A one-page Frame artifact lands in the team's planning doc, and a companion DevSquad envision document captures the same content per DevSquad's structure:

SYSTEM:        Internal docs Q&A agent (engineering documentation)
ARCHETYPE:     Synthesizer (governing) + Advisor (embedded, low-conf path)
CALIBRATION:   Agency low · Autonomy high · Responsibility distributed
                · Reversibility high
RISK OVERRIDE: Considered (citation-fabrication risk); addressed via §6
                invariant rather than archetype elevation
THREE QS:      [as above; counted in DevSquad envision document]
SIGNALS:       FAS ≥ 80% · refusal precision ≥ 92% · cost ≤ $0.012/accepted ·
                docs-gap-finding rate (positive signal — high is good)

The artifact is the input to Specify in practice — Internal docs Q&A. The Specify phase begins during DevSquad's Spec the next slice phase.

Maya's note at the kickoff: "the docs-gap-finding metric is what makes this scenario interesting. Most teams adopting a docs Q&A agent measure refusal as a negative. By measuring docs-gap-finding as a positive, you've turned the agent into a docs-coverage-discovery instrument that happens to also answer questions. That's a stronger framing than the obvious one."

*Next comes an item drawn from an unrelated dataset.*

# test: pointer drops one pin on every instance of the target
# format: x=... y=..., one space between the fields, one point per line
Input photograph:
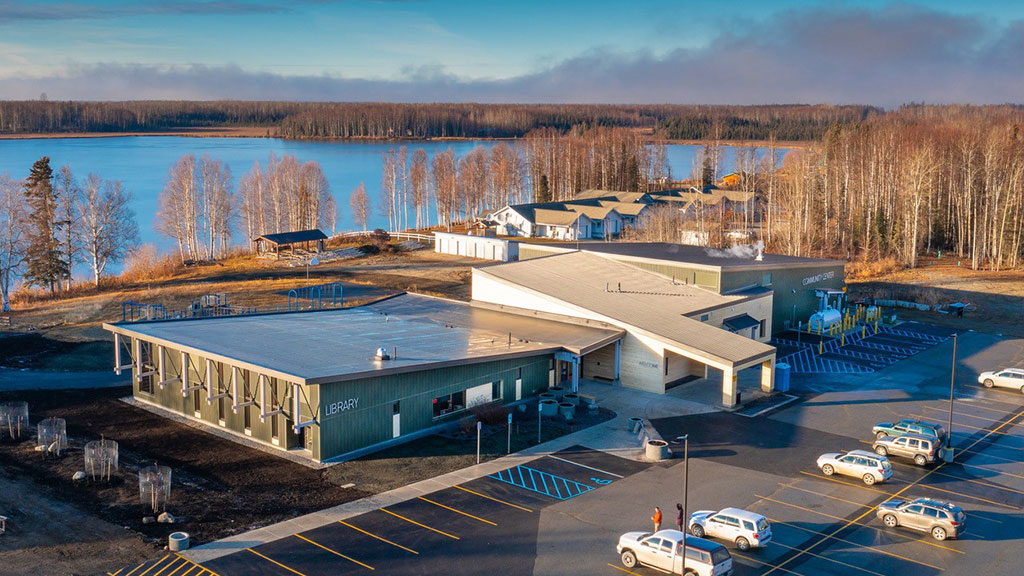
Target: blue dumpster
x=782 y=376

Reading path through this scenario

Conceptual chapters this scenario binds to

Why a third scenario at all

The book commits to three running scenarios for two structural reasons. First, archetype coverage: Scenarios 1 and 2 are both Executor-flavored (customer-support is governing-Executor; coding-pipeline is Executor-with-Pattern-E-mode-switching). Without a Synthesizer-flavored scenario, the framework's archetype taxonomy is demonstrated unevenly — Synthesizer would be a vocabulary commitment without a worked example. Scenario 3 fills that gap.

Second, DevSquad-native team coverage: Scenarios 1 and 2 are framework-only teams (the customer-support team and the platform team adopt the framework but do not use DevSquad). Without a DevSquad-native scenario, the Co-adoption with DevSquad Copilot chapter's vocabulary mapping would be demonstrated only at vocabulary grain. Scenario 3 demonstrates the composition at scenario grain — the DevSquad mapping shows up at every phase chapter, in the actual artifacts the DevSquad team produces alongside the AoI artifacts.

The third scenario is therefore not redundant; it covers a class of system (Synthesizer) and a class of working practice (DevSquad-native) that the other two scenarios do not.